Chief touts increased arrests, drop in crime

McManus credits collaborative effort between HOA’s, officers

Author: Tim Gerber , Reporter, tgerber@ksat.com
Published On: Sep 11 2012 06:14:06 PM CDT   Updated On: Sep 11 2012 06:36:27 PM CDT
SAN ANTONIO -

Crime is down and arrests are up, according to a letter sent from San Antonio police's top cop to leaders of the city's Home Owner Associations.

The so-called "E-Blast" credits the department's neighborhood policing units and a strong working relationship with the HOA's and their members.

San Antonio Police Chief Bill McManus is proud of the cooperation he's seen between his officers on the streets and the residents they are sworn to protect.

The collaborative effort is paying off.

The chief said arrests are up 16 percent, narcotics charges are up 23 percent and they've seen a 160 percent increase in gang arrests.

Additionally, the department has reduced emergency response times by 15 percent which is an average response time of about 45 seconds.

The numbers add up to give San Antonio one of the lowest violent crime rates among major U.S. cities.

"Our arrests were up in all categories," McManus said. "We've taken a much more targeted approach recently and we're going to do that going forward."

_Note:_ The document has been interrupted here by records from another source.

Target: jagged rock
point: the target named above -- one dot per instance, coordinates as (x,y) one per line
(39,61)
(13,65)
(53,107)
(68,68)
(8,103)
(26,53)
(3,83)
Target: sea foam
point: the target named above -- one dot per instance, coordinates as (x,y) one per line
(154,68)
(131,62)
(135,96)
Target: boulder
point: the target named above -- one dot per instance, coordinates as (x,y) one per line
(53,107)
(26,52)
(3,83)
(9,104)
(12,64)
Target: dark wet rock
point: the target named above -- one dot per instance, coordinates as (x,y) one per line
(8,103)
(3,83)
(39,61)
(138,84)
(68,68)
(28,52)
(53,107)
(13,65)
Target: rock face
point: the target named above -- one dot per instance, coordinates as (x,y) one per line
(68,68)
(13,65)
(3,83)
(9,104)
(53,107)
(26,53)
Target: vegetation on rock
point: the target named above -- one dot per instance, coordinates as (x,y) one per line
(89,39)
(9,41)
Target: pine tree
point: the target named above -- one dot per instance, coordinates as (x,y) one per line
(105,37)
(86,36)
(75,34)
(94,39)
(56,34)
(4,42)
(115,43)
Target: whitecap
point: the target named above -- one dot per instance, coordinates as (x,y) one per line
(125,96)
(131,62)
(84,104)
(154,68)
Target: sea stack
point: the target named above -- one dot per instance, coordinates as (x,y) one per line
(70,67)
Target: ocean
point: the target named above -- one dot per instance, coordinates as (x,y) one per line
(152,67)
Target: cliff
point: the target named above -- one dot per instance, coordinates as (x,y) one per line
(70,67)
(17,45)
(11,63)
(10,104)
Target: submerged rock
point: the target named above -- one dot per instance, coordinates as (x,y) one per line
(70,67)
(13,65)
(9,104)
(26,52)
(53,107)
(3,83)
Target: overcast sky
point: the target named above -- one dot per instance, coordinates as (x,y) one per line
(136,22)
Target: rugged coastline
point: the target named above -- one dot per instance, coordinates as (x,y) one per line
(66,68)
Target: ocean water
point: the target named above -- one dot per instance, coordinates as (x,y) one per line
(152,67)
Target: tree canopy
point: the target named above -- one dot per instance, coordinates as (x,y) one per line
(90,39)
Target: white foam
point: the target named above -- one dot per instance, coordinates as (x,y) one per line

KSAT Crime Specialist Eddie Gonzales was impressed with the stats touted in the chief's E-Blast. The retired SAPD detective said it shows the importance of citizens partnering with the police department.

"This is where most of the information comes from, the public with their eyes and ears. This is where we're looking to get information," Gonzales said. "We've always been a step behind the bad guys so when you involve the citizens it's a really positive thing when you get their eyes and ears out there and you really get them involved in it."

Gonzales said neighborhood crime watch programs are a good start. He also recommends citizens get involved with their HOAs so they know what's going on in their community.

But the most important thing citizens can do is report a crime when it happens.

"I know a lot of people are worried about their safety and getting their family involved. Sometimes they don't even have to do that," Gonzales said. "They can help police get pointed in the right direction of where to look for where the problem is."

While the police department is making progress on violent crimes they admit we still have a big problem with property crimes like theft which make up 70 percent of all property crimes.

To combat that officers recommend parking in well lit areas, locking your car at all times and keeping valuables out of sight or in your trunk. Finally, make sure you record serial numbers for valuable items so you can reclaim them if they are recovered.